Building health surveillance that lasts

A health surveillance system that does not outlive the project that funded it has, in truth, never really existed. The real success of a public-health intervention is measured not by the quality of the dashboard delivered to the donor, but by what is still working three years after the consultants have left. Yet in West Africa, this test of time is rarely passed. Behind flattering indicators during the project phase, many systems stop dead the moment the final tranche of funding is disbursed. The problem is not technical, the tools exist and work: it is structural. It lies in how systems are designed, financed and handed over. This article sets out to look squarely at what makes surveillance hold, or collapse, once external money withdraws.
The foundation already exists: the region is no longer a blank page
We should start with good news, too often left unsaid. West Africa is no longer devoid of surveillance infrastructure: it has built one, and it is far from trivial. Two building blocks form its backbone.
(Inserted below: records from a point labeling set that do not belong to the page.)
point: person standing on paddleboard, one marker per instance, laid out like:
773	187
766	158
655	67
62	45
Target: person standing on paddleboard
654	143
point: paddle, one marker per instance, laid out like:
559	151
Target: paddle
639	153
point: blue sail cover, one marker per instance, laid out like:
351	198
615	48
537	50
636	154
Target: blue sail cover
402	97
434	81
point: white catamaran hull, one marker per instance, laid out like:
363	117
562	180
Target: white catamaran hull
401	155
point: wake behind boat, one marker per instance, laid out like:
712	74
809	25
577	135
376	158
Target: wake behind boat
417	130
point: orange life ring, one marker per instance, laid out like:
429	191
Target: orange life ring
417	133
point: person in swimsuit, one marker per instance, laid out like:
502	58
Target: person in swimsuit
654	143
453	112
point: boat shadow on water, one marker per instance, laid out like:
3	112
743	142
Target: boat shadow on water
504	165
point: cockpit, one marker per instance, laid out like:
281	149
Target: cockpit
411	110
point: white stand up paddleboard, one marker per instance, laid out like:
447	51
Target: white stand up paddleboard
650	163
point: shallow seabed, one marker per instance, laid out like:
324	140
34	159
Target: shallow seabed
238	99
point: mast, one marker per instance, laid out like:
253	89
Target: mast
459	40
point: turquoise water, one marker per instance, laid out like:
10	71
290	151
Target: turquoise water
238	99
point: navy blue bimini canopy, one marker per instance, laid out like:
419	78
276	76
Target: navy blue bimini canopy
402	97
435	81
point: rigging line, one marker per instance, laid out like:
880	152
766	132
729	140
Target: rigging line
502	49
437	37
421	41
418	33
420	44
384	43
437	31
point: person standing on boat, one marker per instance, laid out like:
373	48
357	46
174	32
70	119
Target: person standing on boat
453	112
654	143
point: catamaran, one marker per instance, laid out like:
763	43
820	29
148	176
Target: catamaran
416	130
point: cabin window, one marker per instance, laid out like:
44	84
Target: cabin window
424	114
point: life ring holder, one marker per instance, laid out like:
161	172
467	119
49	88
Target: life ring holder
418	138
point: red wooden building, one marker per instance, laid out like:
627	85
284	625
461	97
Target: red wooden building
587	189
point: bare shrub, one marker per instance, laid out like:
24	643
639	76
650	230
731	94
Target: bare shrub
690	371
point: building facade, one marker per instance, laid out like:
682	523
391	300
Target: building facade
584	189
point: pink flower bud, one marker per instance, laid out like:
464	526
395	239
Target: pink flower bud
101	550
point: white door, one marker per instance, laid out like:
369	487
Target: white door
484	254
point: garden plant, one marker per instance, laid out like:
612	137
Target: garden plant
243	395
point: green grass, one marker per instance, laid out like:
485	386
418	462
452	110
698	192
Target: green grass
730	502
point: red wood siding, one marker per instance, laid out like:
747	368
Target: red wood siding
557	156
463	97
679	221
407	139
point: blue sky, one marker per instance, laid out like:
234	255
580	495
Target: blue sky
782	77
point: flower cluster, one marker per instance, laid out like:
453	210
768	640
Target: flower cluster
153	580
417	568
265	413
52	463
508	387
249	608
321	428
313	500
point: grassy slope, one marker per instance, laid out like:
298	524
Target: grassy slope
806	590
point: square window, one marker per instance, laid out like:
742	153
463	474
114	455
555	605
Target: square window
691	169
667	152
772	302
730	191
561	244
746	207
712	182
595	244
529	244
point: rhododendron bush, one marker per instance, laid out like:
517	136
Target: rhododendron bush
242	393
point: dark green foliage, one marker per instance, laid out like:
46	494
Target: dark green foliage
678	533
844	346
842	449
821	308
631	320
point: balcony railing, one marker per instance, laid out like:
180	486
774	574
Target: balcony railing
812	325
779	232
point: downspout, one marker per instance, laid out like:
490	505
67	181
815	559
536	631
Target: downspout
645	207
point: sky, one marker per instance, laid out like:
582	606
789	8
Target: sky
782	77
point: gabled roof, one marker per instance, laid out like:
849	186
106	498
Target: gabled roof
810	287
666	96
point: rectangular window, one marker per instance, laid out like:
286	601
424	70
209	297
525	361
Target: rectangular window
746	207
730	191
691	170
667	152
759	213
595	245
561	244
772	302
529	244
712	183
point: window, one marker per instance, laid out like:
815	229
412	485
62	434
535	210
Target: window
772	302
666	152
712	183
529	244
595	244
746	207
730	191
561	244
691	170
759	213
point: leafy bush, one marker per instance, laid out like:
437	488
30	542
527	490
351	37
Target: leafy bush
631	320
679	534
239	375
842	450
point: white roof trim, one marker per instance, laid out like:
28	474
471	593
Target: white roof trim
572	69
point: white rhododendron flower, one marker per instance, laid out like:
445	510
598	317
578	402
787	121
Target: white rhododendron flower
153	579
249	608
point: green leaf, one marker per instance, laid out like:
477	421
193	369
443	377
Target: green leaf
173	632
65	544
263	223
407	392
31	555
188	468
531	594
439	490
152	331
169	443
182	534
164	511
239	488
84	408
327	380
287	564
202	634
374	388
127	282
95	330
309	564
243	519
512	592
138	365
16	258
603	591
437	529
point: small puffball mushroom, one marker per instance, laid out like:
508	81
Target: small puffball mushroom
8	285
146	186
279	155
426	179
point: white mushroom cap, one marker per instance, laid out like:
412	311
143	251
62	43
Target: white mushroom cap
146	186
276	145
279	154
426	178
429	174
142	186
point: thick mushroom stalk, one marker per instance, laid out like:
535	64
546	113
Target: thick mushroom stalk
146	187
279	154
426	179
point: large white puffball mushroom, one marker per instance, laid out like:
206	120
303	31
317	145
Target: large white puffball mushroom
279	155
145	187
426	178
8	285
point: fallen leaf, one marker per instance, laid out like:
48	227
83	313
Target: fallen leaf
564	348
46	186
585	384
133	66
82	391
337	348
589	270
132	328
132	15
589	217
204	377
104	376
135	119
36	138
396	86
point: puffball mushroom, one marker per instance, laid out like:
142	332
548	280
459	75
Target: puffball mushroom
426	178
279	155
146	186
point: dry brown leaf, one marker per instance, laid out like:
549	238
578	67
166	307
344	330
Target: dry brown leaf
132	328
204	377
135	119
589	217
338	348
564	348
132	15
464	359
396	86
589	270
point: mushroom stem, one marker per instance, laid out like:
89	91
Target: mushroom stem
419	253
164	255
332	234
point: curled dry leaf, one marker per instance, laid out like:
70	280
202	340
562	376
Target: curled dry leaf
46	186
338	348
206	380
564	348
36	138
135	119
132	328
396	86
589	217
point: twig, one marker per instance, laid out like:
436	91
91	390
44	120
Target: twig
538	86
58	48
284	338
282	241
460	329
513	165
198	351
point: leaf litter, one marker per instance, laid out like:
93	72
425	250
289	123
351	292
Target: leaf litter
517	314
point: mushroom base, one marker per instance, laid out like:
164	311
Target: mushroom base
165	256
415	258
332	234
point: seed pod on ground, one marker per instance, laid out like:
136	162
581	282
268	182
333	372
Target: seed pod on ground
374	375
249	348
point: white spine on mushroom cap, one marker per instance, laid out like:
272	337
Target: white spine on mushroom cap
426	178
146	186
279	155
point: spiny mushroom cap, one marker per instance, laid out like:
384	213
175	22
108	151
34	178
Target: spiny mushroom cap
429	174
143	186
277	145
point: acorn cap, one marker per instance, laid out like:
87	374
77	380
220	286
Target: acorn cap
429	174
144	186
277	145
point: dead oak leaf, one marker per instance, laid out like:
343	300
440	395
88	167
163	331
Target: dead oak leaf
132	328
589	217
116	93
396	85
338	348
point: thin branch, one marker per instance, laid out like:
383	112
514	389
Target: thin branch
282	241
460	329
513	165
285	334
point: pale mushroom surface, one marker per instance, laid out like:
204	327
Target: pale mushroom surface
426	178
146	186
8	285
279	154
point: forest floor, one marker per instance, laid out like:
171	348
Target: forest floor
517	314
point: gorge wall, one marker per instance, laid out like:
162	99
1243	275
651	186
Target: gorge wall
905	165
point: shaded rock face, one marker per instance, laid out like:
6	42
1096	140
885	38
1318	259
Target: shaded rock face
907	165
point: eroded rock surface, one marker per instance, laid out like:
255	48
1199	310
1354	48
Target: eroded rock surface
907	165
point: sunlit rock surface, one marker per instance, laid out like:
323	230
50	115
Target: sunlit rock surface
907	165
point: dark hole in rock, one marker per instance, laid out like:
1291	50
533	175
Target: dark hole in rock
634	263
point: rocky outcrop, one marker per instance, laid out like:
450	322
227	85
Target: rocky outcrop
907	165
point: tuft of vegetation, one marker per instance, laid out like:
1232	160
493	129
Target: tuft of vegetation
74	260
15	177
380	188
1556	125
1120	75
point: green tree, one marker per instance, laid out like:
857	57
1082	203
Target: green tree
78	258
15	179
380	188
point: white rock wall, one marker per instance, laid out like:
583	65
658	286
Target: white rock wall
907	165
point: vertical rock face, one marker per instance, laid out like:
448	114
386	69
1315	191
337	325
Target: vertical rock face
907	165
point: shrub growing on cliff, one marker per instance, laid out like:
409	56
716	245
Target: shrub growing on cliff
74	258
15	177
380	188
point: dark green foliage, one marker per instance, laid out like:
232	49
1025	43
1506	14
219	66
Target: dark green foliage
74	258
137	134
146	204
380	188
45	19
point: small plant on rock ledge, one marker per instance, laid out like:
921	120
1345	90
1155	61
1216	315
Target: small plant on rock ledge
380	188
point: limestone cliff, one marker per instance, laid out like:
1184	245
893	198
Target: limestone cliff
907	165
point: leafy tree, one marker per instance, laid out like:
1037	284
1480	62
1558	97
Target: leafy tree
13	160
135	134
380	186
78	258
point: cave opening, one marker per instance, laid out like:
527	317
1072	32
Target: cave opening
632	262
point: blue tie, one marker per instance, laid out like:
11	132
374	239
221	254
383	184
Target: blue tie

The first is Integrated Disease Surveillance and Response (IDSR), the strategy championed by the WHO for the African Region: 43 of its 47 member states have adopted the technical guidelines, 37 produce regular epidemiological bulletins, and more than 23,000 public-health workers have been trained in it since 2010. The second is DHIS2, the health information management software developed by the HISP Centre at the University of Oslo: it now equips the health ministries of 80 low and middle-income countries, covering countries home to 3.2 billion people, or 40% of the world's population. Benin, like most of its neighbours, has moved its national health information system onto DHIS2. The region therefore already has the rails. The question is no longer how to lay them, but how to keep the trains running once the funding that launched them stops.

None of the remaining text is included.